I am now employed and can pay back about $1800 a month in debt. I thought a consolidation loan might help my credit rating, but I was offered a rate of 15% on $17,000. That is higher than my current credit card interest. As far as secured loans, I rent my home and have no property. There is maybe about $3k difference between what my car is worth and what is left to pay.
Is paying my 13% credit card at $1800 per month the best strategy? Are there better options?
Yes, you don’t want to end up paying higher interest, because that means you will pay off things longer. Pay the minimum on all but the smallest balance and put everything you have towards that, until it’s paid off. The work your way to paying them all off in that way. Good luck.

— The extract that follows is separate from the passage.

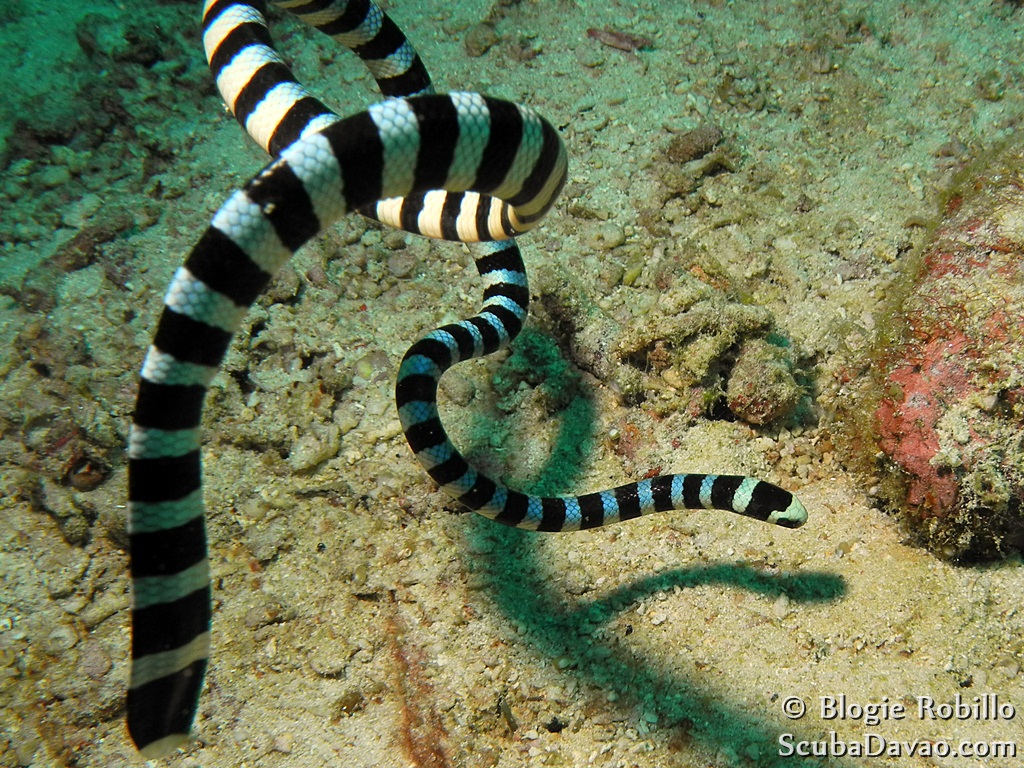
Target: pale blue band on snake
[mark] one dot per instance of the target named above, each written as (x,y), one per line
(461,167)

Hi @mark.r. I definitely agree with what @jeremym said about not paying the higher interest rate. Paying off your cards directly instead of taking out the loan is your best option.

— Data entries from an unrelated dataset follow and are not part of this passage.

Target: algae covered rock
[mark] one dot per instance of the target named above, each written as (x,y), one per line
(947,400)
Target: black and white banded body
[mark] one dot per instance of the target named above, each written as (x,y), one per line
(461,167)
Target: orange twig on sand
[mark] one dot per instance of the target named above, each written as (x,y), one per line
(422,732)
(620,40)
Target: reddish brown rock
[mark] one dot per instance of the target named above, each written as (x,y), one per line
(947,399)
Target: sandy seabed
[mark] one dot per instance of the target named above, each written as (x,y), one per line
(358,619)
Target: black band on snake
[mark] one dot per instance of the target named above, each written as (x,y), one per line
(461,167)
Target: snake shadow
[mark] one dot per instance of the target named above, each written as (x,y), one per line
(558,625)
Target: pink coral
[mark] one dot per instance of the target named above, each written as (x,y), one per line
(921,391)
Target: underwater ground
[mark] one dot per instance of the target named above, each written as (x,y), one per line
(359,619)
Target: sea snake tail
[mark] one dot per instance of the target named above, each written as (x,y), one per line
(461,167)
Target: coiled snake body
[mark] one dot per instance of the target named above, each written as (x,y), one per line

One thing I’d suggest though is paying the minimum on the $8,000 card while it’s at 0% and putting every extra cent you have right now toward the $17K balance. Once the 0% interest period ends in March, you can compare the interest rates. If one is much higher, focus on that one. But if the rates are similar, knocking out the one with the smallest balance is a good move.
Definitely don’t touch your $3K of car equity to pay off any credit card debt. Just keep making your car payments as usual.
The good news here is that you’re clearly already on your way to recovering from a long spell of unemployment since you’re working again and have $1,800 to put toward debt.
Even though your credit score may have taken a hit from the credit limit decrease, this is a temporary setback. As you pay down your credit cards, you’ll see your scores increase. A temporary increase in your credit utilization has no lasting impact on your score. When you reduce it, you’ll see your score increase within a month or two.